So I am trying to model a disk with the surface being a series of rings made by alternating inclined planes. This may be a simple thing but this is my first attempt at 3D modeling. I originally made the design with the intention of using a CNC router to create the piece using a depth map but the CNC could not get the fine details at the scale I wanted so now I am using a binder jet 3D printer to create it and I am having great results using the depth map and Photoshop’s extrude from depth map feature. The problem is that the end product is more than just the disk so when I bring the model (as a .stl) into Blender its far too complicated to edit further with any accuracy.
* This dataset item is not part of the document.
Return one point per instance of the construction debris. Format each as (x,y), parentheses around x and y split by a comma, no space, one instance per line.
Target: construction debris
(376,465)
I should most likely be using some sort of 3D CAD software but this isnt something I do often. I am wondering if there is a similar feature in blender, or if I could potentially model the rest of the piece and then texture the face with the depth map and extrude the planes from that base shape. I am attaching a photo of the 3D printed prototype of just the disks face as well as a line drawing and the depth map to get a better feel for what I am talking about. The end product should have a border protruding out of the back about 1" with a 1/4" wall thickness. There will also be cavities on the back side of the face inside of the cylinder shaped border.
It would be a lot of work in a cad application, might be easier in Blender with a base shape and a radial deformer, but I’m new to Blender. In another 3d poly modeling app sometimes the deformers don’t give very precise control, which appears to be crucial for this form. The only app I know of that does give fairly precise control over radial deform with meshes is FormZ.
I think you will need to build this from scratch in order to do additional work to it. I’ve made some models from heightmaps in ZBrush and other apps. If Photoshop works in a similar way, all edges that are not perfectly horizontal or vertical with respect to the grid suffer from a rasterized (stairstep) effect.
Your last image certainly looks like the inside surface of one ring falls on the same diameter as the outside surface of the adjacent ring.
I don’t see how you generated the different diameters and keep them precisely the right size to fit inside each other. Could you indicate how you did that?
Make the 1st ring -->Leave the array and simple deform on --> Duplicate the ring -->.on the duplicate change the deform angle to minus 360 (-360) --> this will flip the rings direction --> Alternate between 360 and -360 as you create each successive ring --> on the duplicate reduce the count by 1 -->This will shrink each successive ring --> after creating all the rings apply the modifiers --> They wont be lined up because their origin is centered on the 1st wedge in the array --> After applying the modifier you will be dealing with real geometry --> Select them all --> space bar --> Snap Cursor menu --> Snap menu --> Geometry to origin --> This will center them all -->there will probably be a little gap -->you can adjust this by (scaling) S then shift+z will scale in the X and Y direction but not Z (up). I hope this helps you.
Thanks, I missed that … was looking for some kind of offset value instead of count. I guess it divides out the offset by the number of copies so they fit exactly inside each other.